Lumping this into the crypto module

This was necessitated by the requirement that there be a cryptographic source of randomness, which is currently only available in contexts where crypto is present. We tried lobbying for a Math.getRandomValues() api at one point, to allow for a more general context for this, but that effort fizzled out. Ergo... crypto.

amn commented 2 years ago

Fair points. It was late and I must have confused "create" with "crypto", there is admittedly no "create" in randomUUID, so that's a non-factor. As for using the crypto module, I guess if you choose to rely on cryptographically secure random value generation for generating UUIDs (CSRNGs aren't strictly required for UUIDs), then it makes sense to keep the generation procedure in the module, indeed. As for OOP, again, I see your point.

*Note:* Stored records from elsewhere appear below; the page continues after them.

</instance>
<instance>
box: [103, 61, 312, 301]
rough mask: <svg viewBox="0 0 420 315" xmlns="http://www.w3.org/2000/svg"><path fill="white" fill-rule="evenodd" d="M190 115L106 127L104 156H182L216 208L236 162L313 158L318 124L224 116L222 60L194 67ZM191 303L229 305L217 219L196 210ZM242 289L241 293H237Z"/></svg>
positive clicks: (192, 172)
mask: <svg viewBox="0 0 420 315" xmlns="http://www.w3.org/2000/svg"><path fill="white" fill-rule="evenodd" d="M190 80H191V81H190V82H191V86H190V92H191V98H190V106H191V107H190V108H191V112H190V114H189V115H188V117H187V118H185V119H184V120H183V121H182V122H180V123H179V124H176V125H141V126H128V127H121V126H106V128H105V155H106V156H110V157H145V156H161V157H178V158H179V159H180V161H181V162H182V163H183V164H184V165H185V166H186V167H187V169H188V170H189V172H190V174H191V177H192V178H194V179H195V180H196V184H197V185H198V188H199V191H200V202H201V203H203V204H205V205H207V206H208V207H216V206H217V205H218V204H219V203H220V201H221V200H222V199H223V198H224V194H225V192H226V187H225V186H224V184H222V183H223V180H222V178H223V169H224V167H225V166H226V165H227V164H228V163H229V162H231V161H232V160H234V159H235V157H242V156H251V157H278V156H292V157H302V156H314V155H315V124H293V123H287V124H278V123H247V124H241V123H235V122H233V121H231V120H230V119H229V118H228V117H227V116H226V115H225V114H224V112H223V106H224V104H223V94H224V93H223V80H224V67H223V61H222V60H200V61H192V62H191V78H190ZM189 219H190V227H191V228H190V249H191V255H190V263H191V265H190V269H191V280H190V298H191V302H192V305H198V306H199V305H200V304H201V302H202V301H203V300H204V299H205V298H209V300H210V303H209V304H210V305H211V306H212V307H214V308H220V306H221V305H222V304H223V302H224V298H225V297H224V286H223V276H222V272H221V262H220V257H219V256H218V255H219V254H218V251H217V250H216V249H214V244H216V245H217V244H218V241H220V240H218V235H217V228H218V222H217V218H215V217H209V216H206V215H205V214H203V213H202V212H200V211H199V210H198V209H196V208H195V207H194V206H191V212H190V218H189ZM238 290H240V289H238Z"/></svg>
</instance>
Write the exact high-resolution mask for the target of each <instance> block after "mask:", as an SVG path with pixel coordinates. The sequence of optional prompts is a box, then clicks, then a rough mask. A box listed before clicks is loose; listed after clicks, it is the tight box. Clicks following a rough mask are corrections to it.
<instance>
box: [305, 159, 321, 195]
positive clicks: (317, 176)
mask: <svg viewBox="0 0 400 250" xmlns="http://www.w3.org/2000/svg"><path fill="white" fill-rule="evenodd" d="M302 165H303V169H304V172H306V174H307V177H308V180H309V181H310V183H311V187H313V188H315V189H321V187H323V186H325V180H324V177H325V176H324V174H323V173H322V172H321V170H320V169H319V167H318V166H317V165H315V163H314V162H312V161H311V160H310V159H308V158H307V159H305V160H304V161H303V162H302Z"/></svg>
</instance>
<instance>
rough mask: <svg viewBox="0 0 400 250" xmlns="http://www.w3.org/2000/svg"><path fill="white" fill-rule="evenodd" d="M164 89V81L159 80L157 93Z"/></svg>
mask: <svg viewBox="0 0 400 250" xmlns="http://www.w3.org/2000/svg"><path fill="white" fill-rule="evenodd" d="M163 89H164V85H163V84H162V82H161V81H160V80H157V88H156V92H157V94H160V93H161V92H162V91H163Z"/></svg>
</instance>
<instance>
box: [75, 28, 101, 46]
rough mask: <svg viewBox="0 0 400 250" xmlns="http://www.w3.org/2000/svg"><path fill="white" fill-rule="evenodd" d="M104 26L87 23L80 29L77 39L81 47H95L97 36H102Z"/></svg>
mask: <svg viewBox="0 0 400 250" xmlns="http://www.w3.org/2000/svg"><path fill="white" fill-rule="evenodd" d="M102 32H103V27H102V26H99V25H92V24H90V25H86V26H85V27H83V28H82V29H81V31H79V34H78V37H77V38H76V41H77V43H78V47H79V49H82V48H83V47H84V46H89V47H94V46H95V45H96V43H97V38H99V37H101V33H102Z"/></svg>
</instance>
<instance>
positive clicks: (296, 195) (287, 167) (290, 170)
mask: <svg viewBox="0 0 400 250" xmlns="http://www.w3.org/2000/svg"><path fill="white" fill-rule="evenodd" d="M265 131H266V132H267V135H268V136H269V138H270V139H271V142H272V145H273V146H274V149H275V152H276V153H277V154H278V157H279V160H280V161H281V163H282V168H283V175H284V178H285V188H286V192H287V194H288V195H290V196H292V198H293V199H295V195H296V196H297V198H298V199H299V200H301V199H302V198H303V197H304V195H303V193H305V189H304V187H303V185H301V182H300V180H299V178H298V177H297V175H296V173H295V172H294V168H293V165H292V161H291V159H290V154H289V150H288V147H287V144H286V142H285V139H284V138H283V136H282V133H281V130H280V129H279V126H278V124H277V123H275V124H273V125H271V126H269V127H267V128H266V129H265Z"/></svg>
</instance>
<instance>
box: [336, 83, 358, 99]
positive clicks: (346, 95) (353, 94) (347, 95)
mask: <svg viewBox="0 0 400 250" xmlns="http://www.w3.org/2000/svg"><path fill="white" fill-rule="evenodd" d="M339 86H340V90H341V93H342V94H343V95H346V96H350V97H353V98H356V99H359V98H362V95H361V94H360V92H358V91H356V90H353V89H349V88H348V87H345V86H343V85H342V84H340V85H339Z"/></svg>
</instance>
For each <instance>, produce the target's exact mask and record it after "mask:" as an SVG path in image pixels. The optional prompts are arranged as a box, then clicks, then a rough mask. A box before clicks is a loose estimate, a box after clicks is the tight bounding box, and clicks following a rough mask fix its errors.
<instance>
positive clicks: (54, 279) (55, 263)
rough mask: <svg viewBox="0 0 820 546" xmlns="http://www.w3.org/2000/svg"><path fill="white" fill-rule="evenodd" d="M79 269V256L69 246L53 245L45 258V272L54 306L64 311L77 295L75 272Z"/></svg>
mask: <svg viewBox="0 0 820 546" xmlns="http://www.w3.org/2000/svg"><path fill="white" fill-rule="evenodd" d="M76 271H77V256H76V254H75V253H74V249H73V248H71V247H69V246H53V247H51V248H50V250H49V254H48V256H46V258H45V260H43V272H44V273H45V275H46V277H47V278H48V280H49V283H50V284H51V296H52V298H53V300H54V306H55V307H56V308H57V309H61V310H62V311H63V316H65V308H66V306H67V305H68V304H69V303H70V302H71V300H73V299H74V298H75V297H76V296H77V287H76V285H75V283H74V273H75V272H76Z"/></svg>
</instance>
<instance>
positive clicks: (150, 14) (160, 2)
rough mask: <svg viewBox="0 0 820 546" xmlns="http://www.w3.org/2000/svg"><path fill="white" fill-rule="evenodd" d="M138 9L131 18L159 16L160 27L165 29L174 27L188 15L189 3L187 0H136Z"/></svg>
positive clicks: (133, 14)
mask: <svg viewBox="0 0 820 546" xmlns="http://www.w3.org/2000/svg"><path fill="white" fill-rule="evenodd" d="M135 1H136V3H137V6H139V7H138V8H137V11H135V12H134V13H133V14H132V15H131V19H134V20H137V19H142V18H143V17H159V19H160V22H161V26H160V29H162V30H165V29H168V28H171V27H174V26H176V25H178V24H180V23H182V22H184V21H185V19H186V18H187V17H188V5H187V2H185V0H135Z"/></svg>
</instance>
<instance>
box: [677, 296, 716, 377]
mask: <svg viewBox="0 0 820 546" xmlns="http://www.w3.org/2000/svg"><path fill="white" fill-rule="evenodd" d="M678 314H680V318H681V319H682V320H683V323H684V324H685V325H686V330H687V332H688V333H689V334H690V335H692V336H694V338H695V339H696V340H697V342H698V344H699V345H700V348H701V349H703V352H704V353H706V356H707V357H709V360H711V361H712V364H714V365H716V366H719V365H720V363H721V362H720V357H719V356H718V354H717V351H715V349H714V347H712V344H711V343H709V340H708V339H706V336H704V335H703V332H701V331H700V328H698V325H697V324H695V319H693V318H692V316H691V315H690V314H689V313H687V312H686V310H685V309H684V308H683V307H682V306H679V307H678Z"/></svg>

broofa commented 2 years ago

CSRNGs aren't strictly required for UUIDs

At this point, I can confidently say that was an unfortunate oversight by the original RFC authors. Using poor sources of randomness will invariably cause problems and effectively defeats the core premise of UUIDs.

amn commented 2 years ago

Whether it is required to use specifically a cryptographically secure RNG or not, is now beside the point since if crypto implements its own UUID generator, it suffices to say it should indeed be accessed as a property of crypto. Just as Math.random has its uses, as does crypto.getRandomValues, a good UUID can be generated by different methods, for instance utilizing a Mersenne Twister RNG, which isn't a CSRNG but is a PRNG that should be perfectly suitable for UUID generation, as far as I understand. But like I said, if crypto implements UUID generation, then it should rightfully belong in the "module".